Bookmarked AI Liability Directive (PDF) (by the European Commission)

This should be interesting to compare with the proposed AI Regulation. The AI Regulation specifies under which conditions an AI product or service, or the output of one will or won’t be admitted on the EU market (literally a CE mark for AI), based on a risk assessment that includes risks to civic rights, equipment safety and critical infrastructure. That text is still very much under negotiation, but is a building block of the combined EU digital and data strategies. The EU in parallel is modernising their product liability rules, and now include damage caused by AI related products and services within that scope. Both are listed on the EC’s page concerning AI so some integration is to be expected. Is the proposal already anticipating parts of the AI Regulation, or does it try to replicate some of it within this Directive? Is it fully aligned with the proposed AI Regulation or are there surprising contrasts? As this proposal is a Directive (which needs to be translated into national law in each Member State), and the AI Regulation becomes law without such national translation that too is a dynamic of interest, in the sense that this Directive builds on existing national legal instruments. There was a consultation on this Directive late 2021. Which DG created this proposal, DG Just?

The problems this proposal aims to address, in particular legal uncertainty and legal fragmentation, hinder the development of the internal market and thus amount to significant obstacles to cross-border trade in AI-enabled products and services.

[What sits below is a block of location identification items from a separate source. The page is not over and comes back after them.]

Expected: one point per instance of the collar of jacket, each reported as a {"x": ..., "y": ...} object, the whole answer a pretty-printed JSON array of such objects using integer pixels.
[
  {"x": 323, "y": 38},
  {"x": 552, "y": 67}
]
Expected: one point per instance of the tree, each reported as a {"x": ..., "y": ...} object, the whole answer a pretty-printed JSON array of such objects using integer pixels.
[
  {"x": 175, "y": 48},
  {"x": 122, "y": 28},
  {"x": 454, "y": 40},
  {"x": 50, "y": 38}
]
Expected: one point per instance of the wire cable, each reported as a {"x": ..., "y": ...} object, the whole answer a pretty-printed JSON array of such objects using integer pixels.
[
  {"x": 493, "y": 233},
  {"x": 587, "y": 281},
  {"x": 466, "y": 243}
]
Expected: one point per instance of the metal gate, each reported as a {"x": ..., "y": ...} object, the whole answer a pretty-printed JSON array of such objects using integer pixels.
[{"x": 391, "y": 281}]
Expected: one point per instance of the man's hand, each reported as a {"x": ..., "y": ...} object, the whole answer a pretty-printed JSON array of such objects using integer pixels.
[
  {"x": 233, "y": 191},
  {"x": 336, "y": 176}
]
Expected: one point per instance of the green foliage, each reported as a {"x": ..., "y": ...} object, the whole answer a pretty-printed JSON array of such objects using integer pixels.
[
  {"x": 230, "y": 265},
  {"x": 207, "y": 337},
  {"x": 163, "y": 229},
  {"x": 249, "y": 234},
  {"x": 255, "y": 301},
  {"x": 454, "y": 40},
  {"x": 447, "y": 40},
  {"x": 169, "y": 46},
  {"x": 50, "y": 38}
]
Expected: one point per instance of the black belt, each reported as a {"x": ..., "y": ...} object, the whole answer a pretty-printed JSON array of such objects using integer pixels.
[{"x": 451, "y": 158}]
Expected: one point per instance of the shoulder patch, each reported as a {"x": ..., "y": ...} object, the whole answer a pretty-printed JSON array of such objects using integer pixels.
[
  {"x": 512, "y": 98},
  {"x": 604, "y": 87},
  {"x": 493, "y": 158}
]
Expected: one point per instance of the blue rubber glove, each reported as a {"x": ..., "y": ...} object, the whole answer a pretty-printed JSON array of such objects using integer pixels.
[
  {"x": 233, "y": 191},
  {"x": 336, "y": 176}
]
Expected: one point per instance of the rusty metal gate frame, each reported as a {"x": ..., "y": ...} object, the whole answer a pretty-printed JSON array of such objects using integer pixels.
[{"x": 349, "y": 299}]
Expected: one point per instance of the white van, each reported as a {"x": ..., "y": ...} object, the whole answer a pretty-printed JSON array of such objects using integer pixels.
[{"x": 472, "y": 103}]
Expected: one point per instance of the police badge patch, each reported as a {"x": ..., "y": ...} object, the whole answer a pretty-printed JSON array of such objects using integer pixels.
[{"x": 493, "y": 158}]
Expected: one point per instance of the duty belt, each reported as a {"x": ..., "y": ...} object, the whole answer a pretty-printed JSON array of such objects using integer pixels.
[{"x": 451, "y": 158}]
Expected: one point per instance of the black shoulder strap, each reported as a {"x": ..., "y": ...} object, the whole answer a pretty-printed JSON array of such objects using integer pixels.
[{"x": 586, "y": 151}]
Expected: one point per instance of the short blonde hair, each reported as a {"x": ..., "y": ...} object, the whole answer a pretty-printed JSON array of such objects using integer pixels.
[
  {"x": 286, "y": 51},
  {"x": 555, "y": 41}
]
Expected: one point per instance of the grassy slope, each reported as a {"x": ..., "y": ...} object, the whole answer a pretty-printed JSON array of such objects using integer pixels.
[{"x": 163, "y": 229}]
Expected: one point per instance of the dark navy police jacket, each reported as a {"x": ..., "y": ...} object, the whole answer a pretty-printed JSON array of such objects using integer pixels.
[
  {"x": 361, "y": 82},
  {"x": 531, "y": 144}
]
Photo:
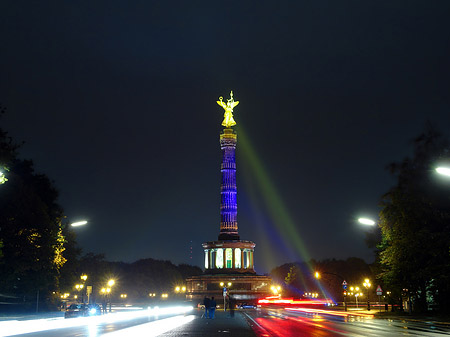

The proposal addresses obstacles stemming from the fact that businesses that want to produce, disseminate and operate AI-enabled products and services across borders are uncertain whether and how existing liability regimes apply to damage caused by AI. … In a cross-border context, the law applicable to a non-contractual liability arising out of a tort or delict is by default the law of the country in which the damage occurs. For these businesses, it is essential to know the relevant liability risks and to be able to insure themselves against them.

In addition, there are concrete signs that a number of Member States are considering unilateral legislative measures to address the specific challenges posed by AI with respect to liability. … Given the large divergence between Member States’ existing civil liability rules, it is likely that any national AI-specific measure on liability would follow existing different national approaches and therefore increase fragmentation. Therefore, adaptations of liability rules taken on a purely national basis would increase the barriers to the rollout of AI-enabled products and services across the internal market and contribute further to fragmentation.

European Commission

One reaction on “EU Directive on AI Liability

  1. Bookmarked Target_Is_New, Issue 212 by Iskander Smit
    Iskander asks what about users, next to makers, when it comes to responsible AI? For a slightly different type of user at least, such responsibilities are being formulated in the proposed EU AI Regulation, as well as the connected AI Liability Directive. There not just the producers and distributors of AI containing services or products have responsibilities, but also those who deploy them in practice, or those who use its outputs. He’s right that most discussions focus on within the established system of making, training and deploying AI, and we should also look outside the system. Where in this case the people using AI, or using their output reside. That’s why I like the EU’s legislative approach, as it doesn’t aim to regulate the system as seen from within it, but focuses on access conditions for such products to the European market, and the impact it has within society. Of course, these proposals are still under negotiation, and it’s wait and see what will remain at the end of that process.

    As I wrote down as thoughts while listening to Dasha Simons; we are all convinced of the importance of explainability, transparency, and even interpretability, all focused on making the system responsible and, with them, the makers of the system. But what about the responsibility of the users? Are they also part of the equation, should they be responsible too? As the AI (or what term we use) is continuous learning and shaping, the prompts we give are more than a means to retrieve the best results; it is also part of the upbringing of the AI. We are, as users, also responsible for good AI as the producers are.